I’m writing in response to the Philadelphia Daily News editorial by Stu Bykofsky, published Tuesday, Oct. 3, in the Tribune-Herald.

What an awful and insensitive piece to publish in response to this massive tragedy, especially close to the hearts of Hawaii’s residents. Stu admits to being a gun owner who is left wondering what to say.

What do we say now? We denounce terrorism in every color and creed it spawns from. We celebrate the sacrifice of heroes and mourn the loss of loved ones. We start a very frank dialogue regarding the number of gun deaths in America. There is no hesitation, no wondering in this response.

What do we do now, Stu? What do you, myself and other gun owners say now? We take a humbling step back, revisit the true intentions of a misunderstood Second Amendment, and admit maybe some lives could be saved by making it harder to buy a gun than, say, an imported box of German chocolate Kinder Eggs.

Stu says the fear of retaliation toward the Second Amendment sickens him even more than the lives lost. He says he’ll “wait for the next horror” and wonder about his response next time.

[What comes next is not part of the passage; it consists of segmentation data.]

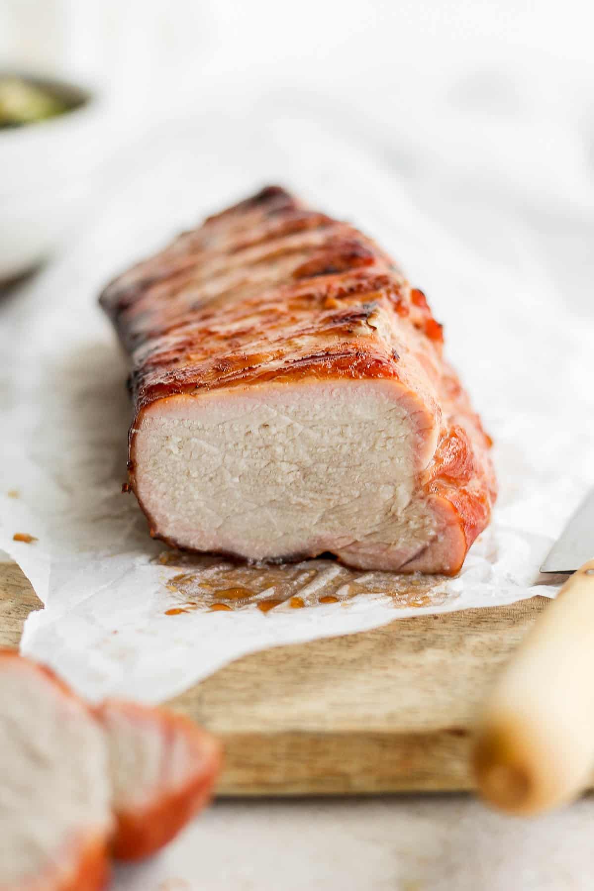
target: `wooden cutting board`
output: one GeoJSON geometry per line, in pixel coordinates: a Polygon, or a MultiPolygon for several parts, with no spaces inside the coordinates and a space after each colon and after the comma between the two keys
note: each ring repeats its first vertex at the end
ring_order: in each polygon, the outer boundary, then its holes
{"type": "MultiPolygon", "coordinates": [[[[470,733],[497,672],[546,605],[398,619],[238,659],[169,705],[220,736],[222,796],[472,788],[470,733]]],[[[41,606],[0,564],[0,645],[41,606]]]]}

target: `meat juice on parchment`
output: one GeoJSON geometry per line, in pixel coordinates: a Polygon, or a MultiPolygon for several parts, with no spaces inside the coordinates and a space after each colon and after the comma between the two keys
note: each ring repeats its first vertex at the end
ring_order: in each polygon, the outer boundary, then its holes
{"type": "Polygon", "coordinates": [[[280,608],[347,604],[359,594],[387,597],[396,609],[420,608],[439,605],[447,596],[445,576],[362,572],[335,560],[248,564],[179,551],[165,551],[157,560],[170,570],[163,579],[171,593],[167,616],[197,609],[268,613],[280,608]]]}

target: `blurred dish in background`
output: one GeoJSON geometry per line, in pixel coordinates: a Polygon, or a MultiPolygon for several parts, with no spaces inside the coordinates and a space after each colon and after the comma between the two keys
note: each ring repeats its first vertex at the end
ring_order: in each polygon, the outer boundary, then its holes
{"type": "Polygon", "coordinates": [[[37,124],[66,114],[84,102],[43,81],[0,74],[0,129],[37,124]]]}
{"type": "Polygon", "coordinates": [[[106,154],[101,102],[78,84],[0,73],[0,282],[59,245],[106,154]]]}

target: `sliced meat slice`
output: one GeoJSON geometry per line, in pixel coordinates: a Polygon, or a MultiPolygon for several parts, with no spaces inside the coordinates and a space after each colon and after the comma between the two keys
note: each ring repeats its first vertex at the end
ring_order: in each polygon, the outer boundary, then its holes
{"type": "Polygon", "coordinates": [[[495,499],[490,442],[424,294],[370,239],[272,186],[102,304],[131,357],[129,479],[153,536],[460,568],[495,499]]]}
{"type": "Polygon", "coordinates": [[[98,891],[113,828],[103,732],[50,671],[0,651],[0,891],[98,891]]]}
{"type": "Polygon", "coordinates": [[[163,708],[109,699],[96,710],[107,733],[116,857],[154,854],[206,806],[221,764],[210,734],[163,708]]]}

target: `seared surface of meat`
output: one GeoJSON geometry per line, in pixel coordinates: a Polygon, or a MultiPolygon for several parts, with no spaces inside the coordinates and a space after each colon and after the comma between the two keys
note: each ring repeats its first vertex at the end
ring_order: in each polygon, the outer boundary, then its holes
{"type": "Polygon", "coordinates": [[[92,707],[0,650],[0,891],[102,891],[111,855],[139,860],[208,803],[221,747],[165,708],[92,707]]]}
{"type": "Polygon", "coordinates": [[[489,440],[422,291],[277,186],[101,302],[132,362],[151,534],[253,560],[453,574],[495,498],[489,440]]]}

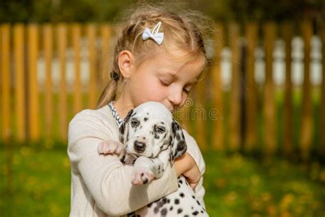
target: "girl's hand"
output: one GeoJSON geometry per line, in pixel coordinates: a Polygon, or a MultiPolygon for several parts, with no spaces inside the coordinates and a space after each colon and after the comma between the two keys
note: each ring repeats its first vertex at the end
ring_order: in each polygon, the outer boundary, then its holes
{"type": "Polygon", "coordinates": [[[186,152],[177,158],[173,163],[176,174],[178,177],[183,174],[186,179],[191,187],[194,188],[197,185],[201,174],[195,161],[189,153],[186,152]]]}

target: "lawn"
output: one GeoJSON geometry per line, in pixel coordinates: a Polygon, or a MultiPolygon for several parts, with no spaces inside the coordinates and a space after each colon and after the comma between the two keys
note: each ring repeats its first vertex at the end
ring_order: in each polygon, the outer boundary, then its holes
{"type": "MultiPolygon", "coordinates": [[[[12,190],[8,194],[8,150],[0,148],[0,216],[67,216],[70,163],[60,146],[15,144],[11,150],[12,190]],[[42,148],[38,148],[42,147],[42,148]]],[[[210,216],[324,216],[325,167],[258,155],[204,152],[205,203],[210,216]],[[257,157],[256,157],[257,156],[257,157]]]]}

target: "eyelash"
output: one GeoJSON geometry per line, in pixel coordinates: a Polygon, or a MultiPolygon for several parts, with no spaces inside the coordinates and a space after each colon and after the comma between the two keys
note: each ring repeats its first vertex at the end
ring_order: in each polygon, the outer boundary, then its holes
{"type": "Polygon", "coordinates": [[[161,80],[159,80],[160,81],[160,84],[162,85],[162,86],[165,86],[165,87],[167,87],[167,86],[169,86],[170,84],[167,84],[165,82],[164,82],[163,81],[162,81],[161,80]]]}
{"type": "MultiPolygon", "coordinates": [[[[168,87],[169,86],[170,84],[167,84],[162,81],[161,80],[159,80],[160,81],[160,84],[164,86],[164,87],[168,87]]],[[[184,91],[186,94],[189,94],[191,90],[186,90],[186,89],[183,89],[183,91],[184,91]]]]}

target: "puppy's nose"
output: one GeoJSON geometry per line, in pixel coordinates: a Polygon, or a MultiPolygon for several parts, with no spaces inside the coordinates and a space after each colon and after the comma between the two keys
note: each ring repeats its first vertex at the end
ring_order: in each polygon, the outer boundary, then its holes
{"type": "Polygon", "coordinates": [[[142,153],[145,151],[145,144],[142,141],[134,141],[134,150],[138,153],[142,153]]]}

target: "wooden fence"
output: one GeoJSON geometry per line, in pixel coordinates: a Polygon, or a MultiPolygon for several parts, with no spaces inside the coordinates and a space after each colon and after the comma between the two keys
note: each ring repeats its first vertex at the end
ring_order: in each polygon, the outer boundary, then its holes
{"type": "MultiPolygon", "coordinates": [[[[258,102],[262,103],[263,150],[266,155],[274,153],[276,144],[277,114],[276,109],[276,86],[272,79],[274,43],[282,38],[285,44],[285,84],[282,118],[280,126],[282,140],[280,150],[286,155],[295,150],[293,129],[293,90],[291,81],[291,41],[294,35],[301,35],[304,41],[304,82],[302,86],[302,111],[300,115],[300,138],[298,150],[304,159],[311,155],[315,121],[313,119],[312,89],[310,78],[311,38],[316,34],[322,45],[322,82],[319,108],[320,137],[315,149],[325,155],[325,27],[317,25],[313,31],[311,23],[302,24],[274,23],[216,24],[213,36],[214,55],[208,72],[191,95],[195,103],[185,107],[182,113],[203,108],[205,114],[215,108],[217,117],[206,119],[183,115],[182,122],[193,134],[204,150],[247,151],[256,149],[261,125],[258,117],[258,102]],[[315,32],[315,31],[314,31],[315,32]],[[245,44],[242,43],[245,39],[245,44]],[[260,43],[260,44],[258,44],[260,43]],[[254,78],[255,51],[258,45],[264,50],[265,82],[259,87],[254,78]],[[231,50],[231,89],[227,95],[221,88],[221,51],[228,45],[231,50]],[[245,45],[244,46],[243,45],[245,45]],[[243,78],[244,79],[243,80],[243,78]],[[243,97],[244,96],[244,97],[243,97]],[[228,100],[227,100],[227,99],[228,100]],[[226,100],[228,107],[224,108],[226,100]],[[208,108],[209,106],[209,108],[208,108]],[[228,114],[226,115],[226,114],[228,114]],[[192,120],[190,120],[192,119],[192,120]],[[244,130],[243,130],[244,129],[244,130]],[[208,134],[210,134],[208,135],[208,134]],[[210,139],[208,139],[210,138],[210,139]]],[[[108,66],[100,60],[109,60],[110,38],[113,37],[112,27],[108,24],[0,24],[0,74],[1,135],[0,140],[11,139],[19,142],[53,140],[55,128],[58,138],[67,140],[68,123],[77,112],[86,108],[94,108],[101,89],[99,71],[108,66]],[[89,75],[86,84],[81,82],[81,41],[87,40],[89,75]],[[72,49],[73,82],[67,84],[67,51],[72,49]],[[38,60],[42,56],[45,62],[44,82],[38,80],[38,60]],[[53,58],[58,59],[60,84],[54,91],[52,64],[53,58]],[[72,85],[72,91],[69,91],[72,85]],[[41,87],[40,87],[41,86],[41,87]],[[83,88],[84,87],[84,88],[83,88]],[[40,88],[42,87],[42,88],[40,88]],[[69,87],[69,88],[68,88],[69,87]],[[84,91],[83,91],[84,90],[84,91]],[[86,97],[84,95],[86,95],[86,97]],[[84,100],[86,99],[88,104],[84,100]]],[[[107,74],[107,71],[106,71],[107,74]]]]}

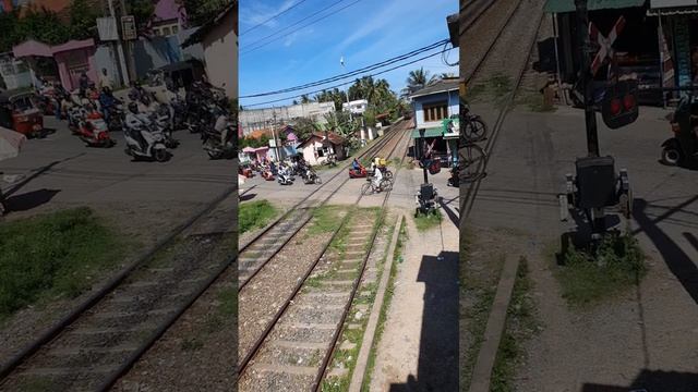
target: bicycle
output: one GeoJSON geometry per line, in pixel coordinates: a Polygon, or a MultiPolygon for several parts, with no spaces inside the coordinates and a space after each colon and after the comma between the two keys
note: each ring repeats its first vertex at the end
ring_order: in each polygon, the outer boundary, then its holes
{"type": "Polygon", "coordinates": [[[460,119],[464,121],[460,127],[461,144],[467,145],[485,139],[488,125],[482,121],[480,115],[470,112],[470,107],[464,99],[460,99],[460,119]]]}
{"type": "Polygon", "coordinates": [[[393,191],[393,181],[388,179],[381,180],[377,187],[373,184],[372,179],[368,179],[366,183],[361,185],[361,194],[364,196],[386,191],[393,191]]]}
{"type": "Polygon", "coordinates": [[[458,150],[460,182],[474,182],[486,175],[484,172],[488,160],[486,152],[477,144],[467,145],[458,150]]]}

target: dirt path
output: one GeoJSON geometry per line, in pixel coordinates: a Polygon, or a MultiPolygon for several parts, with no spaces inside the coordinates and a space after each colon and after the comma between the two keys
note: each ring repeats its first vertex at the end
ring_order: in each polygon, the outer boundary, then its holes
{"type": "Polygon", "coordinates": [[[398,265],[371,391],[455,391],[459,233],[445,218],[442,246],[440,228],[418,232],[411,218],[407,228],[409,240],[398,265]]]}

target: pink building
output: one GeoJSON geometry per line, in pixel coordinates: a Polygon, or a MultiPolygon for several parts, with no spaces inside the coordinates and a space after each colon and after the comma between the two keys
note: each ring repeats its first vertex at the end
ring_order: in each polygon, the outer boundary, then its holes
{"type": "Polygon", "coordinates": [[[77,81],[83,72],[89,79],[97,82],[95,51],[93,39],[71,40],[57,46],[31,39],[12,48],[15,58],[27,59],[29,63],[37,57],[53,58],[61,84],[69,90],[77,88],[77,81]]]}

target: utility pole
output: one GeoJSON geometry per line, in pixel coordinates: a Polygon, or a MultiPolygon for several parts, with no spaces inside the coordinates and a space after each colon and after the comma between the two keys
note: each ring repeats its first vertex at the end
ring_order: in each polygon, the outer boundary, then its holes
{"type": "MultiPolygon", "coordinates": [[[[344,73],[347,73],[347,68],[345,66],[345,57],[344,56],[339,59],[339,62],[341,63],[341,69],[344,71],[344,73]]],[[[347,94],[347,110],[349,110],[349,120],[352,120],[353,118],[351,117],[351,107],[349,107],[349,87],[347,87],[345,93],[347,94]]]]}
{"type": "Polygon", "coordinates": [[[123,46],[121,45],[121,35],[119,34],[119,19],[117,17],[117,13],[113,11],[113,2],[112,0],[107,0],[107,3],[109,4],[109,15],[111,15],[111,17],[113,17],[113,22],[116,24],[117,27],[117,53],[119,56],[119,72],[121,73],[121,82],[123,83],[124,86],[128,86],[130,84],[129,81],[129,70],[127,68],[127,61],[125,58],[123,56],[123,46]]]}
{"type": "Polygon", "coordinates": [[[585,93],[585,120],[587,124],[587,150],[589,157],[599,157],[599,134],[597,132],[597,112],[594,111],[593,102],[593,84],[591,81],[591,70],[589,64],[589,54],[595,52],[591,48],[591,40],[589,39],[589,32],[587,26],[589,25],[587,0],[575,0],[575,7],[577,9],[577,35],[579,38],[579,45],[581,46],[581,59],[579,76],[581,79],[581,88],[585,93]]]}

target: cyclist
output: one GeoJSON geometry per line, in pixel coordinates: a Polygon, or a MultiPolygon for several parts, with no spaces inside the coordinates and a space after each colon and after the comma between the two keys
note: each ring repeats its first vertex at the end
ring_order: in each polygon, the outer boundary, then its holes
{"type": "Polygon", "coordinates": [[[373,169],[373,188],[376,192],[381,192],[381,181],[383,181],[383,172],[381,171],[381,168],[378,168],[377,164],[375,164],[375,162],[372,164],[372,169],[373,169]]]}

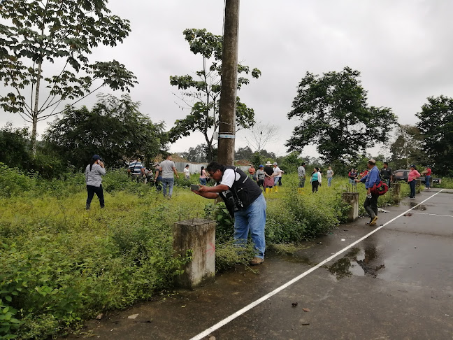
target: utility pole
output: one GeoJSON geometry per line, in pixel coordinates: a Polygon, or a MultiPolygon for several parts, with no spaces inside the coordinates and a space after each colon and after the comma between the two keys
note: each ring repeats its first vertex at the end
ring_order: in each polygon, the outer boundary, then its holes
{"type": "Polygon", "coordinates": [[[217,160],[221,164],[233,165],[238,88],[239,0],[226,0],[224,20],[217,160]]]}

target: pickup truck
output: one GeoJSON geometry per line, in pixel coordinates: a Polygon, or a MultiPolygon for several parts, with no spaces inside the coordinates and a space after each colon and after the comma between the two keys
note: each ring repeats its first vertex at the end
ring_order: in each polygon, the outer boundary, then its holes
{"type": "MultiPolygon", "coordinates": [[[[409,171],[410,170],[404,170],[404,169],[395,170],[393,172],[393,181],[396,182],[398,180],[405,180],[407,182],[408,176],[409,176],[409,171]]],[[[432,178],[433,178],[433,183],[440,184],[442,183],[441,178],[434,178],[434,177],[432,177],[432,178]]],[[[419,179],[422,183],[424,183],[426,181],[424,176],[421,176],[417,179],[419,179]]]]}

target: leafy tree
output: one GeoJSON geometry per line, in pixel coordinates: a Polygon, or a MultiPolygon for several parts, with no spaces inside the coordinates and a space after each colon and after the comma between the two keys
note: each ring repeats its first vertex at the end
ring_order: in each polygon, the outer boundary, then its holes
{"type": "Polygon", "coordinates": [[[390,146],[391,162],[398,169],[409,169],[409,164],[424,160],[420,130],[413,125],[398,125],[395,141],[390,146]]]}
{"type": "Polygon", "coordinates": [[[366,148],[387,140],[396,118],[389,108],[368,105],[359,76],[349,67],[321,77],[307,72],[288,113],[288,118],[301,120],[287,141],[289,151],[316,145],[325,162],[347,164],[366,148]]]}
{"type": "Polygon", "coordinates": [[[122,167],[130,158],[152,161],[166,144],[164,124],[154,124],[138,111],[129,95],[117,99],[99,95],[89,111],[68,106],[63,117],[46,131],[45,141],[77,168],[84,168],[94,154],[110,167],[122,167]]]}
{"type": "Polygon", "coordinates": [[[11,123],[0,129],[0,162],[27,169],[31,163],[28,129],[13,129],[11,123]]]}
{"type": "Polygon", "coordinates": [[[244,148],[239,148],[238,150],[234,153],[234,159],[238,160],[250,160],[252,155],[253,151],[252,151],[252,149],[248,146],[245,146],[244,148]]]}
{"type": "MultiPolygon", "coordinates": [[[[219,100],[220,97],[222,72],[222,48],[223,38],[206,31],[206,29],[185,29],[183,32],[185,40],[190,45],[190,50],[203,57],[203,69],[195,73],[196,77],[190,75],[171,76],[170,84],[177,86],[182,91],[178,97],[183,103],[182,108],[187,108],[190,113],[185,118],[178,120],[169,132],[170,141],[189,136],[196,131],[201,132],[208,146],[208,161],[213,160],[214,132],[219,125],[219,100]]],[[[249,73],[257,78],[261,71],[247,66],[238,65],[239,75],[249,73]]],[[[238,90],[250,80],[240,76],[238,77],[238,90]]],[[[236,101],[236,127],[249,128],[254,123],[253,109],[240,102],[236,101]]]]}
{"type": "Polygon", "coordinates": [[[0,17],[9,24],[0,24],[0,106],[32,124],[34,154],[38,122],[60,113],[62,101],[77,102],[105,85],[129,92],[137,83],[116,60],[89,63],[94,48],[115,46],[130,31],[129,20],[109,15],[107,2],[0,1],[0,17]],[[55,64],[62,67],[52,73],[55,66],[48,66],[55,64]]]}
{"type": "Polygon", "coordinates": [[[445,96],[428,98],[417,127],[423,137],[422,146],[432,160],[433,170],[441,176],[453,175],[453,99],[445,96]]]}

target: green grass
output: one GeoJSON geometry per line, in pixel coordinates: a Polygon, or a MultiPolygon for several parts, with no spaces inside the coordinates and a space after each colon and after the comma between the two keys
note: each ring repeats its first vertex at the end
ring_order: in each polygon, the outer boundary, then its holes
{"type": "MultiPolygon", "coordinates": [[[[124,171],[109,171],[105,208],[95,197],[87,211],[80,173],[43,180],[5,167],[0,172],[0,310],[8,319],[0,339],[64,333],[101,311],[171,289],[186,261],[173,256],[172,227],[180,220],[217,221],[217,270],[245,264],[252,254],[250,247],[238,253],[222,205],[192,192],[189,181],[178,182],[168,200],[131,183],[124,171]]],[[[309,183],[299,193],[296,176],[283,181],[278,192],[266,195],[269,248],[291,253],[294,245],[345,222],[348,206],[340,194],[346,178],[335,178],[333,187],[323,185],[317,194],[309,183]]],[[[364,187],[359,185],[362,202],[364,187]]],[[[389,194],[380,199],[382,205],[392,202],[389,194]]]]}

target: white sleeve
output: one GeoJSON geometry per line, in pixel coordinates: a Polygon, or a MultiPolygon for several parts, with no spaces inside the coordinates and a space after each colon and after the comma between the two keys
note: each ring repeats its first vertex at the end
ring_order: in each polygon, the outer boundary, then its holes
{"type": "Polygon", "coordinates": [[[232,169],[227,169],[224,171],[220,184],[226,185],[228,187],[231,187],[235,180],[238,180],[239,178],[240,178],[240,175],[239,173],[237,173],[232,169]]]}

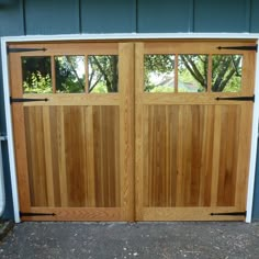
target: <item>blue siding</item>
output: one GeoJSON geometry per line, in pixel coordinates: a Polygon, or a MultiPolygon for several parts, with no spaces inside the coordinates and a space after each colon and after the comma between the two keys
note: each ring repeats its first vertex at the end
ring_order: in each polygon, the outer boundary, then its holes
{"type": "Polygon", "coordinates": [[[79,33],[79,1],[25,1],[27,35],[79,33]]]}
{"type": "Polygon", "coordinates": [[[193,0],[138,0],[137,32],[191,32],[193,0]]]}
{"type": "MultiPolygon", "coordinates": [[[[259,1],[251,0],[251,32],[259,32],[259,1]]],[[[259,213],[258,213],[259,216],[259,213]]]]}
{"type": "Polygon", "coordinates": [[[134,32],[135,11],[135,0],[81,0],[82,32],[134,32]]]}
{"type": "Polygon", "coordinates": [[[0,5],[0,36],[23,35],[22,1],[5,1],[0,5]]]}
{"type": "Polygon", "coordinates": [[[249,32],[250,0],[195,0],[194,32],[249,32]]]}

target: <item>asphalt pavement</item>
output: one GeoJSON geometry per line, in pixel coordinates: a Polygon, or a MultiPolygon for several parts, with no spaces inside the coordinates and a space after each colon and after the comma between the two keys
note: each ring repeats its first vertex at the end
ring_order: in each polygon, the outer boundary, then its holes
{"type": "Polygon", "coordinates": [[[21,223],[0,258],[259,259],[259,223],[21,223]]]}

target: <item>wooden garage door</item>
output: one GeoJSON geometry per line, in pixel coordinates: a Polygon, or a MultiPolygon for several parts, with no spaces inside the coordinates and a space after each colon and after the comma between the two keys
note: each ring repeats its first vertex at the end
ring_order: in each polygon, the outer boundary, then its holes
{"type": "Polygon", "coordinates": [[[245,219],[255,44],[137,44],[137,221],[245,219]]]}
{"type": "Polygon", "coordinates": [[[133,44],[9,53],[22,219],[133,221],[133,44]]]}
{"type": "Polygon", "coordinates": [[[22,219],[245,219],[255,44],[11,44],[22,219]]]}

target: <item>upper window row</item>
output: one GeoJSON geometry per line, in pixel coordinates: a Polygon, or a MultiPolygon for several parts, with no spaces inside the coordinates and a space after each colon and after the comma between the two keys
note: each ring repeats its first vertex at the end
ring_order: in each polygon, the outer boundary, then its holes
{"type": "Polygon", "coordinates": [[[85,56],[22,57],[23,92],[117,92],[117,55],[88,56],[86,66],[85,56]]]}
{"type": "Polygon", "coordinates": [[[239,92],[241,55],[145,55],[146,92],[239,92]],[[210,60],[211,59],[211,60],[210,60]]]}
{"type": "MultiPolygon", "coordinates": [[[[117,65],[117,55],[22,57],[23,91],[119,92],[117,65]]],[[[145,92],[239,92],[241,89],[243,55],[145,55],[144,67],[145,92]]]]}

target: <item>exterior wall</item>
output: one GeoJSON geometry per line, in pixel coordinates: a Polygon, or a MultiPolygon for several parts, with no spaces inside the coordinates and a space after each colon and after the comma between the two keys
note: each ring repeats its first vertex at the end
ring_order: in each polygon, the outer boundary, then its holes
{"type": "MultiPolygon", "coordinates": [[[[0,36],[132,32],[259,33],[259,1],[0,0],[0,36]]],[[[1,72],[0,132],[5,133],[1,72]]],[[[2,148],[8,204],[4,216],[12,217],[7,144],[2,148]]],[[[257,171],[254,218],[259,219],[259,165],[257,171]]]]}

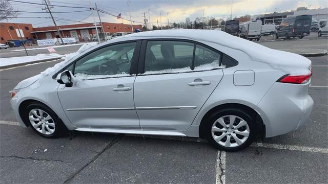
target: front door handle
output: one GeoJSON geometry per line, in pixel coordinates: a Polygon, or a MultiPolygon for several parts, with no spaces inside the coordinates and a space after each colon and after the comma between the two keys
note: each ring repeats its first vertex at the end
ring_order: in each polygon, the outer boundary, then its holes
{"type": "Polygon", "coordinates": [[[114,87],[112,89],[113,90],[117,91],[121,90],[131,90],[131,87],[114,87]]]}
{"type": "Polygon", "coordinates": [[[200,81],[200,82],[192,82],[188,83],[188,85],[190,86],[195,86],[195,85],[207,85],[211,84],[210,81],[200,81]]]}

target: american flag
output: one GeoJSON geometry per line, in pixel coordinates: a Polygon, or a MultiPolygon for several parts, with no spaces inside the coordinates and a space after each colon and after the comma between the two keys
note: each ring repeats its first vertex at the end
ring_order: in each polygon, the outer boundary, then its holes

Next time?! How many lives need to be lost before people like Stu stop wondering and start talking? I bet the 59 people who died wished they had the privilege of such a luxury to sit and wonder.

Kendra Tidwell


‘Let it be’

Belief is something everyone old enough develops. There are as many interpretations of belief as there are people who have them.

Freedom is being allowed to have your beliefs and for others to have theirs, too. History and the present have perpetual missionaries trying to convert someone’s beliefs, and history shows how unjust this often turns out.

Think: Indians, Hawaiians, Vietnamese — and I am sure others that I do not know of.

If you are strong in your belief, why do you have to convince others?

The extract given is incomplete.